MORSUM-SCHATZ

 

 

 

El Kindos kommt begeistert nach Hause. Er musste ausnahmsweise den Weg selber finden und bestreiten. Da sie vergessen hatten Bus-Geld einzupacken, ging er zu Fuß die lange Strecke. Doch war das Erlebnis in der Seminargruppe des Ferienprogrammes zu schön, als dass er schlecht gelaunt sein könnte. Die Teilnehmer des Filmprojektes durften mit weißen Handschuhen angreifen und aus direkter Nähe mit eigenen Augen betrachten, was der Inhalt ihres Werbefilmes war: ein tausend Jahre altes Schmuckstück - eine silberne Fibel.

 

 

Eine Fibel ist eine Kleider-Spange, die zum Beispiel Schultertücher einer Tracht vorne dekorativ zusammenhielt. Dieser Schatz wurde in der Erde eines Ackers in der Inselmitte vor Morsum gefunden und verbringt seitdem sein hübsches, silbriges Dasein in einem Museum.

 

 

Eigentlich suchte Lilly kurz vor den Herbstferien, die hier länger als anderswo dauerten, damit die Inselbewohner, die ja meistens in, vom Tourismus abhängigen, Branchen arbeiten, auch mal mit ihren Kindern gemeinsam Ferien machen können, nur eine - gern sportliche - Ferienaktivität. Dass ihr Sohn nun in einem Workshop eines echten Filmstudios gelandet ist, wo ein Werbefilm produziert wird, der im Anschluß random im gut besuchten Museum ablaufen soll, ist genauso crazy, wie vor einiger Zeit der Graffiti-Kurs, wo er mit Hamburger Künstlern die lange Mauer direkt am Meer sehr ansprechend und hip besprayte. 

 

 

"Du hinterlässt ganz schön Spuren hier. Da werden deine Kinder mal stolz auf dich sein, wenn du ihnen das in zwanzig Jahren dann zeigen kannst." lobt sie ihn schon sehr, sehr begeistert - wie das Mütter so an sich haben.
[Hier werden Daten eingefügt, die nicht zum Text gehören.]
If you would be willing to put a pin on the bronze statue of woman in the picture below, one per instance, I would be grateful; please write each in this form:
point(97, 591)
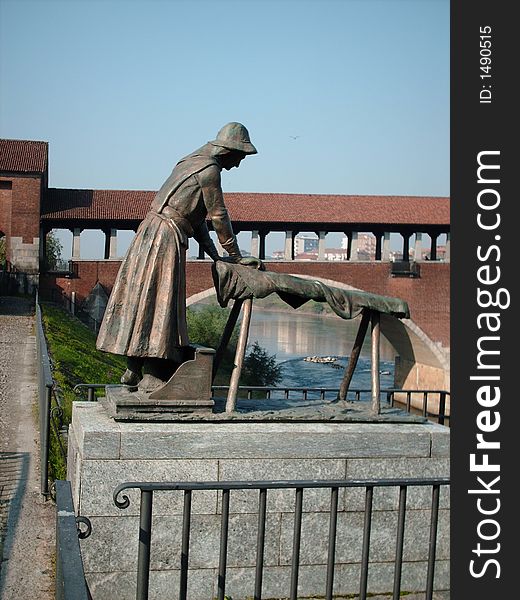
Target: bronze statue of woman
point(145, 319)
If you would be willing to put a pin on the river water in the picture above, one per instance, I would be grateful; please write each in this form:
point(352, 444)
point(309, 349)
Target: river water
point(292, 336)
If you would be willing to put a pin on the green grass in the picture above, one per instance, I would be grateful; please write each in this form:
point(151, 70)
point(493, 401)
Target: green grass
point(74, 359)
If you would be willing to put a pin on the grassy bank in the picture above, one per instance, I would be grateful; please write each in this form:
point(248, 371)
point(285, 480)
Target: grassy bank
point(74, 359)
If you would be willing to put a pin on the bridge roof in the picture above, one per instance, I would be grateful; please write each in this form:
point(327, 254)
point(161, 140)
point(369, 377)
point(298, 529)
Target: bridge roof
point(23, 156)
point(256, 208)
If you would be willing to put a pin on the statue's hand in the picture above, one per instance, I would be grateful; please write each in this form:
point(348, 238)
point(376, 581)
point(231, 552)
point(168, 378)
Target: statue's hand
point(252, 261)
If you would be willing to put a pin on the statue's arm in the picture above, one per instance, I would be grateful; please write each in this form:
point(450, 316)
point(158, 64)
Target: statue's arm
point(201, 235)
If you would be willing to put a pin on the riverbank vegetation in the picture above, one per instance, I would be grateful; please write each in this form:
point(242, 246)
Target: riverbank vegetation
point(75, 359)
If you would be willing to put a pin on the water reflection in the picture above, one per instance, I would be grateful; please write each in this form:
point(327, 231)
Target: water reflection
point(291, 334)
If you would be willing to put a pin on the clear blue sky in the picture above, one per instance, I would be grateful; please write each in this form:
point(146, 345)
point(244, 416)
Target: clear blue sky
point(121, 89)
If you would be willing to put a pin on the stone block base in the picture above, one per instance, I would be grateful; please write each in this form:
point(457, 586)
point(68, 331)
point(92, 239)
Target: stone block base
point(104, 453)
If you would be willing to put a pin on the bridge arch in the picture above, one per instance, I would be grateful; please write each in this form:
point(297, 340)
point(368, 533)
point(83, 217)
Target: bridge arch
point(421, 363)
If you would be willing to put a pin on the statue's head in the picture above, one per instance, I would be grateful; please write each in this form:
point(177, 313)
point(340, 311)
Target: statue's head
point(234, 136)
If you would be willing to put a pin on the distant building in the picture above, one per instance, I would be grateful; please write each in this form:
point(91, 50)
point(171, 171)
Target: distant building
point(305, 244)
point(336, 254)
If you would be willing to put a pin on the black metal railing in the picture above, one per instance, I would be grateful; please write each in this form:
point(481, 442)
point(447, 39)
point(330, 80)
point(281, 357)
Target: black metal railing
point(413, 401)
point(428, 403)
point(70, 575)
point(148, 489)
point(49, 406)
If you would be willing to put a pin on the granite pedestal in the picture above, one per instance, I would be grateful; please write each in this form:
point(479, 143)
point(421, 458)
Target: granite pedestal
point(104, 453)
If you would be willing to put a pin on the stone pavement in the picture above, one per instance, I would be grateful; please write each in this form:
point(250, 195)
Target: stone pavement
point(27, 522)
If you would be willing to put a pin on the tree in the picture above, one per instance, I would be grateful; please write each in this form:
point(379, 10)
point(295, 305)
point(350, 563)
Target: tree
point(205, 327)
point(53, 248)
point(3, 251)
point(260, 368)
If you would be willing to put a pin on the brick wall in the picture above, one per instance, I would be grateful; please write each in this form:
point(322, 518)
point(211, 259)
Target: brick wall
point(20, 220)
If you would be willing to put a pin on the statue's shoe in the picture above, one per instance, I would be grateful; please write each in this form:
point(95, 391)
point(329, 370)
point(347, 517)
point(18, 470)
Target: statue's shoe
point(130, 377)
point(149, 383)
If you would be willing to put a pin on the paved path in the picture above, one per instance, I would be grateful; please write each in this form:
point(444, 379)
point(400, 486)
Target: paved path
point(27, 522)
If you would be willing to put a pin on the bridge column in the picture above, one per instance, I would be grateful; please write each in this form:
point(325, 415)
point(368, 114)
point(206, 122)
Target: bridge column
point(385, 256)
point(43, 244)
point(76, 233)
point(353, 243)
point(418, 245)
point(255, 243)
point(377, 255)
point(321, 245)
point(406, 246)
point(110, 243)
point(433, 249)
point(289, 245)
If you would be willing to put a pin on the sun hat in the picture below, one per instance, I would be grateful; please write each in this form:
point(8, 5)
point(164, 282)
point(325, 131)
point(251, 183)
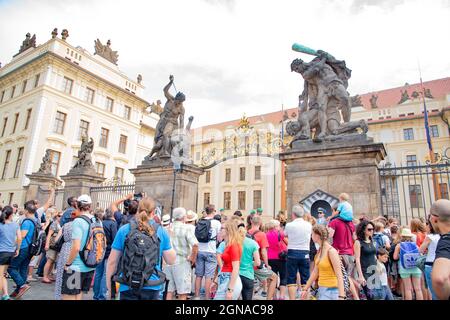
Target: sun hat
point(191, 216)
point(84, 199)
point(165, 220)
point(406, 233)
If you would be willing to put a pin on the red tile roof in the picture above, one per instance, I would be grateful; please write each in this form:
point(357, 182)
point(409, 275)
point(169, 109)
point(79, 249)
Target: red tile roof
point(386, 99)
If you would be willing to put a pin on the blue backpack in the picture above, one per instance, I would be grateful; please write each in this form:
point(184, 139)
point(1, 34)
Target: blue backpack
point(379, 241)
point(409, 255)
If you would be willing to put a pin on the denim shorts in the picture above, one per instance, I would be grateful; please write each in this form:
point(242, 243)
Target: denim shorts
point(206, 264)
point(325, 293)
point(297, 262)
point(223, 281)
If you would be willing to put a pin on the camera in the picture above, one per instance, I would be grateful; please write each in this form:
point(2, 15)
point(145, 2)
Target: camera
point(126, 204)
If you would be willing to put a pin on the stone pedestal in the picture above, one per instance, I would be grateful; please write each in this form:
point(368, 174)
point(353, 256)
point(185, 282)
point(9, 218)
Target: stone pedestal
point(156, 178)
point(78, 182)
point(39, 186)
point(334, 167)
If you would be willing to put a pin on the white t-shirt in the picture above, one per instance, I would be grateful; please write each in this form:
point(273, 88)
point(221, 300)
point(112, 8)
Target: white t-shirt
point(431, 254)
point(211, 245)
point(299, 234)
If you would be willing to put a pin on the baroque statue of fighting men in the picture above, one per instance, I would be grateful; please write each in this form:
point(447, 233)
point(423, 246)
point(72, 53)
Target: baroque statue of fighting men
point(84, 161)
point(46, 164)
point(170, 131)
point(324, 105)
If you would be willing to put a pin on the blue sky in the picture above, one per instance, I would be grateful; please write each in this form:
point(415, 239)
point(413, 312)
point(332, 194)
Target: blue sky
point(231, 57)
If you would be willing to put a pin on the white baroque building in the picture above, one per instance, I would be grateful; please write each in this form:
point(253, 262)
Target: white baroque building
point(52, 94)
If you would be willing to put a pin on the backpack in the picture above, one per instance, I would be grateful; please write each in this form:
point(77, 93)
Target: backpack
point(409, 255)
point(139, 259)
point(38, 240)
point(94, 250)
point(379, 241)
point(252, 236)
point(203, 231)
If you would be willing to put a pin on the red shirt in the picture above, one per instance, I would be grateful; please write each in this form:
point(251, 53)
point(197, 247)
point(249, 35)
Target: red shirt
point(343, 236)
point(230, 254)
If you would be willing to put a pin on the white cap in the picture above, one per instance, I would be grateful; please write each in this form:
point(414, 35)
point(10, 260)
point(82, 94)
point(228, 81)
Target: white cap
point(85, 199)
point(165, 220)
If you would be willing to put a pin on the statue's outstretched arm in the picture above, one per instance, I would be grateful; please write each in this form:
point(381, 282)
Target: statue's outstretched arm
point(166, 89)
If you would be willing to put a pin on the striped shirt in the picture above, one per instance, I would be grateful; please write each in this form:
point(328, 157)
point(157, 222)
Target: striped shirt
point(183, 238)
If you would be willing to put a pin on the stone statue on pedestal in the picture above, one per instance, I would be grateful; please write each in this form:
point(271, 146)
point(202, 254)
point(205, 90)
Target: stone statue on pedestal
point(46, 165)
point(106, 51)
point(171, 119)
point(84, 155)
point(324, 105)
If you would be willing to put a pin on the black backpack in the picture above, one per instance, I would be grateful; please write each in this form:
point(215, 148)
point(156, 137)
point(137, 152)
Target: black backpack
point(38, 240)
point(139, 259)
point(252, 236)
point(203, 231)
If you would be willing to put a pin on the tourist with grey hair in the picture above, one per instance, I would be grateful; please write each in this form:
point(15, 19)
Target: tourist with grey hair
point(185, 244)
point(298, 232)
point(110, 228)
point(440, 276)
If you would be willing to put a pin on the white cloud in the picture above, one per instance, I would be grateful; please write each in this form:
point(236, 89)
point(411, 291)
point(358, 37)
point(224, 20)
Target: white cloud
point(231, 57)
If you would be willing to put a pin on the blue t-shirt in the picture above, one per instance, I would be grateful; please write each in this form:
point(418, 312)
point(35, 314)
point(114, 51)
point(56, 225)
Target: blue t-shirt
point(8, 235)
point(119, 245)
point(29, 226)
point(80, 231)
point(345, 211)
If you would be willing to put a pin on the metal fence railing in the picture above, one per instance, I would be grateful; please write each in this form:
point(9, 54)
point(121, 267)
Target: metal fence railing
point(407, 192)
point(103, 196)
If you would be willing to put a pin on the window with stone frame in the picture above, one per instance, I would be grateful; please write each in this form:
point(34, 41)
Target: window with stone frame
point(6, 164)
point(16, 120)
point(67, 85)
point(242, 174)
point(257, 172)
point(206, 199)
point(408, 134)
point(100, 168)
point(104, 136)
point(127, 112)
point(5, 123)
point(55, 158)
point(227, 200)
point(89, 95)
point(27, 121)
point(241, 200)
point(60, 121)
point(257, 199)
point(227, 174)
point(109, 104)
point(123, 144)
point(84, 129)
point(18, 162)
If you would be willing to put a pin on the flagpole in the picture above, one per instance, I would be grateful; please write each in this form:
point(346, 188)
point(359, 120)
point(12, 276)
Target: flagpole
point(437, 189)
point(283, 177)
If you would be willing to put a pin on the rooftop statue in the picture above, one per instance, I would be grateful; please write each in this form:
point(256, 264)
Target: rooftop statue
point(171, 119)
point(106, 52)
point(324, 105)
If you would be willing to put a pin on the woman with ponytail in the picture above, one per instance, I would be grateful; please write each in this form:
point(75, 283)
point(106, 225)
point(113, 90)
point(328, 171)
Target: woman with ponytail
point(144, 222)
point(230, 284)
point(10, 241)
point(327, 268)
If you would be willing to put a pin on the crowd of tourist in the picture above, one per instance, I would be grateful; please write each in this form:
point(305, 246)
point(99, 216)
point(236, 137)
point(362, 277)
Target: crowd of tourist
point(136, 254)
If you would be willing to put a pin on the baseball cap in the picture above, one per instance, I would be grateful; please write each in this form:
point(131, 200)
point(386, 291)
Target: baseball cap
point(165, 220)
point(84, 199)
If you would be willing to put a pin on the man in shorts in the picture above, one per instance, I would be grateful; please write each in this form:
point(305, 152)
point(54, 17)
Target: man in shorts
point(206, 262)
point(264, 272)
point(185, 245)
point(77, 277)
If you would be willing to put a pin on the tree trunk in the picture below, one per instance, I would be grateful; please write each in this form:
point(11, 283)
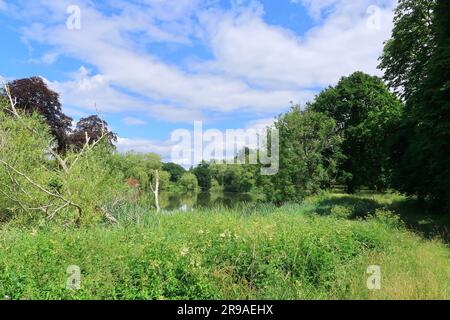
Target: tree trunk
point(156, 191)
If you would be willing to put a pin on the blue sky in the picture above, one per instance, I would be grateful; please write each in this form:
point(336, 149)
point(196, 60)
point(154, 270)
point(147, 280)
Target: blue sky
point(153, 66)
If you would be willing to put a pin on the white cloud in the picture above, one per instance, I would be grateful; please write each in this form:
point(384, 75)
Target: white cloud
point(246, 46)
point(145, 146)
point(257, 67)
point(131, 121)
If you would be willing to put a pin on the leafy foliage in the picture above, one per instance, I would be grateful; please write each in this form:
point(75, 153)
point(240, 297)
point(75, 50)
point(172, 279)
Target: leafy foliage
point(92, 128)
point(189, 182)
point(366, 114)
point(420, 148)
point(309, 155)
point(407, 53)
point(176, 171)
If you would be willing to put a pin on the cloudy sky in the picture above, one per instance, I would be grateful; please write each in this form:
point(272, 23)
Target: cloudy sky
point(153, 66)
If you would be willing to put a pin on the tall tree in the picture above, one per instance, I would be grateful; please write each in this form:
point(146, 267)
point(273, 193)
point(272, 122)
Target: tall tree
point(365, 113)
point(421, 149)
point(92, 128)
point(309, 154)
point(176, 171)
point(33, 95)
point(204, 176)
point(407, 53)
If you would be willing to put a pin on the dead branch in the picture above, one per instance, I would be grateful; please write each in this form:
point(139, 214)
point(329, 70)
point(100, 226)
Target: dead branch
point(42, 189)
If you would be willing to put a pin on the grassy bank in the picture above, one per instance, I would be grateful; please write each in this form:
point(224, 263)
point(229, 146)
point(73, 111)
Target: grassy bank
point(317, 250)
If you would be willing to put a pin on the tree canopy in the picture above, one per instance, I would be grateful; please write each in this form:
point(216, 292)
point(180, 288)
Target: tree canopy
point(365, 113)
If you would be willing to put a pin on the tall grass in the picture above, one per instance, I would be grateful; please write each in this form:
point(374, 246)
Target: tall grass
point(252, 252)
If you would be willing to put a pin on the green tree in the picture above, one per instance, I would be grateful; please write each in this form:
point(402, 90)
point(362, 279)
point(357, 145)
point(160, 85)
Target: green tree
point(176, 171)
point(309, 155)
point(365, 113)
point(407, 53)
point(239, 178)
point(204, 176)
point(33, 95)
point(421, 149)
point(189, 182)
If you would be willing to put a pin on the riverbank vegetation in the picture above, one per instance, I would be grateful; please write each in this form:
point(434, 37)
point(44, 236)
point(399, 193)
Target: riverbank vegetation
point(68, 197)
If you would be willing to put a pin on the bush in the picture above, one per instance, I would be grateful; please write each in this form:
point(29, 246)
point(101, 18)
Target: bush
point(37, 187)
point(189, 182)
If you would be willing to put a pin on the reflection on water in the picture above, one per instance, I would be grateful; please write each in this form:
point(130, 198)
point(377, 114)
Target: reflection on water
point(191, 201)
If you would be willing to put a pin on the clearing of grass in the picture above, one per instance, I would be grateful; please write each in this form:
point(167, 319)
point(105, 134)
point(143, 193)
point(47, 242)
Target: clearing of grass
point(320, 249)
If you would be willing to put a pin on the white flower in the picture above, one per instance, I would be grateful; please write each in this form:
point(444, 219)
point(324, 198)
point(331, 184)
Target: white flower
point(184, 251)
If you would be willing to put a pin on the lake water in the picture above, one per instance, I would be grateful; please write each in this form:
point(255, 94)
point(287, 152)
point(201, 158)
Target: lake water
point(188, 202)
Man denke nur an Leo di Caprios Mutter, die in ihrem Office seit Jahrzehnten jeden einzelnen Zeitungsschnipsel über ihren Sohn sammelt und sicher bald ein Museum daraus machen wird.

 

 

Ihr Junge ist zu bescheiden, natürlich wissend um seine Kraft, als dass er sich für seine Intensität gern in den Mittelpunkt stellen lässt, geschweige denn auch noch direkt Lob annehmen könnte, denn das würde heißen, Glücksgefühle offen zuzulassen und sich unweigerlich mit dem Umfeld zu verbinden. Wo kämen wir da hin?

 

 

Schließlich lächelt man ja auch möglichst mit geschlossenem Mund. Lillys Freude und Stolz werden gebremst, durch seine "Mama, du bist peinlich."-Äußerungen, da man einfach nicht so offen und laut zu lachen hat. Das wär ja noch schöner. "Manche Dinge werden sich spätestens ändern, wenn du eine Freundin hast!" ruft Lilly mit hoffnungsvoller Überzeugung. 

 

 

"Wenn du mich dauernd unterbrichst, zeig ich es dir eben nicht.", provoziert der Pubertierende ihre wachsende Neugier, bevor er ihr so kurz das Smartphone so knapp vor die Augen hält, dass sie tatsächlich überhaupt nichts gesehen hat. "Sah aus wie ein Pandora-Armreif.", blufft sie. Er legt das Handy hin. "Wow! Hast du die Fibel in der Hand gehabt und warst auch noch so schlau, sie zu fotografieren?". Innerlich freute sie sich über die journalistischen Züge im Wesen ihres Sohnes.